OPINION:
In an embarrassing defeat for the Obama administration, a federal court ruled on Aug. 17 that Secret Service White House visitor logs are agency records subject to disclosure under the Freedom of Information Act. U.S. District Judge Beryl A. Howell issued the decision in a lawsuit filed by Judicial Watch.
Here is the bottom line: The Obama administration will now have to release all records of all visitors to the White House or explain why White House visits should be kept secret under law.
Judicial Watch asked the court to order the release of Secret Service logs of White House visitors from Jan. 20, 2009, to Aug. 10, 2009. The Obama administration’s principal argument had been that the logs were not “agency” records subject to the Freedom of Information Act (FOIA).
Just in case that argument didn’t hold water, administration lawyers took a kitchen-sink approach in attempting to stop the lawsuit, asserting a number of other arguments regarding why those records should not be released. The court struck them all down, one by one:
c The administration argued that the visitor logs are not “agency” records subject to FOIA. The court applied a standard “two-part” test, and ultimately concluded that “the Secret Service argues that it is unable to dispose of the records freely because they are ultimately White House records and not agency records. This argument is circular. The claimed restrictions on disposal stem from the defendant’s assumption that the documents are under Presidential control - the exact point that the defendant seeks to prove to establish that the documents are not subject to FOIA.”
As Judicial Watch noted in its original complaint, the Obama administration’s claim “has been litigated and rejected repeatedly.” The court noted precedent in its ruling: “This Court agrees with the conclusions of the other judges in this District that have considered this question and finds that the records are subject to FOIA.”
c The administration argued that Judicial Watch’s request was too massive and broad and could not be processed. Judge Howell was unconvinced. “While the Court is sensitive to the burdens raised by the plaintiff’s broad brush request for ’all’ records of a certain type over a nine-month period, including the need to review such records for applicable exemptions, the Court is not persuaded that the plaintiff’s request requires a blanket rejection.”
c The administration argued that Judicial Watch’s request would raise constitutional “separation of power” issues. Judge Howell ruled, “The Court is skeptical of the underlying premise that the inclusion of [visitor logs] under FOIA raises any serious constitutional problems … since the statutory language is unambiguous in relation to this issue, and the FOIA has built-in exemptions that mitigate the risk of the precise separation of powers concerns the defendant raises, the Court rejects defendant’s interpretive argument.”

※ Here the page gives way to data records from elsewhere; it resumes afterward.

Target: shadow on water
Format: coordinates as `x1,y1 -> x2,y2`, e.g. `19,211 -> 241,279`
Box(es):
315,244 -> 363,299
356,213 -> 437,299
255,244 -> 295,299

c The administration argued that Judicial Watch’s request raises national security concerns. The court noted, “At no point does the Secret Service assert, however, that there are not at least some records implicated by plaintiff’s FOIA request that could be easily searched for, separated out, and disclosed without raising national security concerns.”
Ultimately, Judge Howell concluded that “the proper course of action by the Secret Service is duly to process [Judicial Watch’s] FOIA request, disclose all segregable, nonexempt records, and then assert specific FOIA exemptions for all records it seeks to withhold.” In other words, release or explain.
Back in September 2009, the Obama administration made a big deal out of its new policy to release the visitor logs voluntarily. But here’s the reality of the situation: The White House insisted that it could release visitor information at its own discretion, the timing and specifics of which were not subject to court review. And despite White House misinformation to the contrary, tens of thousands of visitor logs are being withheld from disclosure by the Obama administration.
But now, thanks to a decision by a judge Mr. Obama himself appointed, these records are subject to disclosure under the Freedom of Information Act. This is a key victory in the battle for transparency - a battle on which the president was on the wrong side.
Tom Fitton is president of Judicial Watch.